She was too old to be swept off her feet, but these past few months, it felt like that was Charlie’s goal. Only something began to trouble her. Or maybe trouble was too strong a word. She just felt constantly…overpowered? If they went out on a date, he always paid for dinner or their movie. He sent flowers once a week, like clockwork. They arrived on Monday mornings with the certainty of a newspaper subscription. When the delivery driver arrived at her house the first time, he had the look of a man arriving at the wrong address. And now, now he knew her name. Charlie was always coming over to their house to fix a loose doorknob or to shovel their sidewalks free of snow. She felt not just desired, which was lovely, but also, somehow, smothered. And yet, when she wasn’t with him, her own life, their house, her daughter and grandchildren, all of that could feel suffocating too, in a completely different way.

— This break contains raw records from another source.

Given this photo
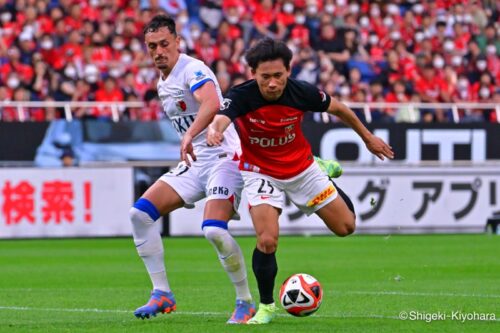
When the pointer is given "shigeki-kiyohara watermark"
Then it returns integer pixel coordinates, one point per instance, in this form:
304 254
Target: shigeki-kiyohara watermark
460 316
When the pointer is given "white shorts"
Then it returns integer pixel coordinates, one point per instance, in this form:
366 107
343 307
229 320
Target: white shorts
219 179
309 191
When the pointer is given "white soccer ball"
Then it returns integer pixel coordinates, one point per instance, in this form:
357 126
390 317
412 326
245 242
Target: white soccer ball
301 295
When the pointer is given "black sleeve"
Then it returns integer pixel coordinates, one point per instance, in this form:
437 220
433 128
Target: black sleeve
314 99
232 105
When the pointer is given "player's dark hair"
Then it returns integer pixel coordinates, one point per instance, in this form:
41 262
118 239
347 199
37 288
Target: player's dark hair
268 49
160 21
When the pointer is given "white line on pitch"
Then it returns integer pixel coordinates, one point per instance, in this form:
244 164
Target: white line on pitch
190 313
403 293
195 313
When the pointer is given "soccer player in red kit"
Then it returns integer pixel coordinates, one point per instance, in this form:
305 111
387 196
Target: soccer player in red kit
277 159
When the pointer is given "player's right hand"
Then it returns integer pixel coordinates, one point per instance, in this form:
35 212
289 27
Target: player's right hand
214 137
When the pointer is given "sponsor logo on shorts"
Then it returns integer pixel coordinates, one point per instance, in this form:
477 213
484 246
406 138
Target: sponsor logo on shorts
218 190
181 106
325 194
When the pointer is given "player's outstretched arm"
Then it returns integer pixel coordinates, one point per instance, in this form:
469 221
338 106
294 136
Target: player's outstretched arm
209 105
375 145
216 129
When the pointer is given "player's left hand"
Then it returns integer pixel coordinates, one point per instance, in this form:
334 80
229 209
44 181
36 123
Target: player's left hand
379 148
187 149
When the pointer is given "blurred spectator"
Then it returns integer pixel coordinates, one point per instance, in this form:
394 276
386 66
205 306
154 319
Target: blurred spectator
108 92
441 50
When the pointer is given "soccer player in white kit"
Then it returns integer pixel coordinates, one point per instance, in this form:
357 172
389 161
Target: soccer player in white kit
190 95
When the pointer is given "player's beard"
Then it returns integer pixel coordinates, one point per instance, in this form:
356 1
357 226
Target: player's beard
273 95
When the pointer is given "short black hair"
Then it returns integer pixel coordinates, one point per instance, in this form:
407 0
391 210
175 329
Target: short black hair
268 49
160 21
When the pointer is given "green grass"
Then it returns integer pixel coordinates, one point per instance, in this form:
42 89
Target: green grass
93 285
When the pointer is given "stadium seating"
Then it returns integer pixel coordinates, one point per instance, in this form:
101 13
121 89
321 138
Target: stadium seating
72 50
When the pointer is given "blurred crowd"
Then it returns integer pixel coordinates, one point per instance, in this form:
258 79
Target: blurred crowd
403 51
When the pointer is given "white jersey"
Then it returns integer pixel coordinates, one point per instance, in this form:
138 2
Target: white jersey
178 102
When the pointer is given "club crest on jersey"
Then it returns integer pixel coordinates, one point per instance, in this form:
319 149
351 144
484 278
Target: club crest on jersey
225 103
181 106
199 75
323 95
325 194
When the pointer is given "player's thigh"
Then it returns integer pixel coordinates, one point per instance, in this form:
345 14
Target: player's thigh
311 190
185 182
223 190
163 197
261 189
338 217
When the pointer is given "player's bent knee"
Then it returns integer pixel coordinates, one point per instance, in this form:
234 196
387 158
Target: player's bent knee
267 243
212 230
143 212
346 228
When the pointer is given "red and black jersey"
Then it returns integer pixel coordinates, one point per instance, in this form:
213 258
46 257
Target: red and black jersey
271 136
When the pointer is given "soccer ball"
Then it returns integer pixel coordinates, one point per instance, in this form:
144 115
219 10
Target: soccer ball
301 295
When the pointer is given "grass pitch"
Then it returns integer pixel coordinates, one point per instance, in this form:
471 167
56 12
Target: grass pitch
93 285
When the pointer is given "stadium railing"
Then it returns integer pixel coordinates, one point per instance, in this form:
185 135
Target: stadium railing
412 109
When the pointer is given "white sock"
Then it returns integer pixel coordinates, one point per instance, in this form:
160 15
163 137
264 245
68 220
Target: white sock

A smaller tighter way.
One night they were seated in a fancy restaurant in downtown Eau Claire. Everything was expensive. Pork chops for forty dollars. A steak for fifty. The prices confounded her. Where did all this money come from? She glanced around the dining room, and there were couples in their twenties and thirties sprinkled here and there, laughing casually in their chic clothing. Checking their phones. No one was gawking at the menu prices or excusing themselves to go someplace cheaper.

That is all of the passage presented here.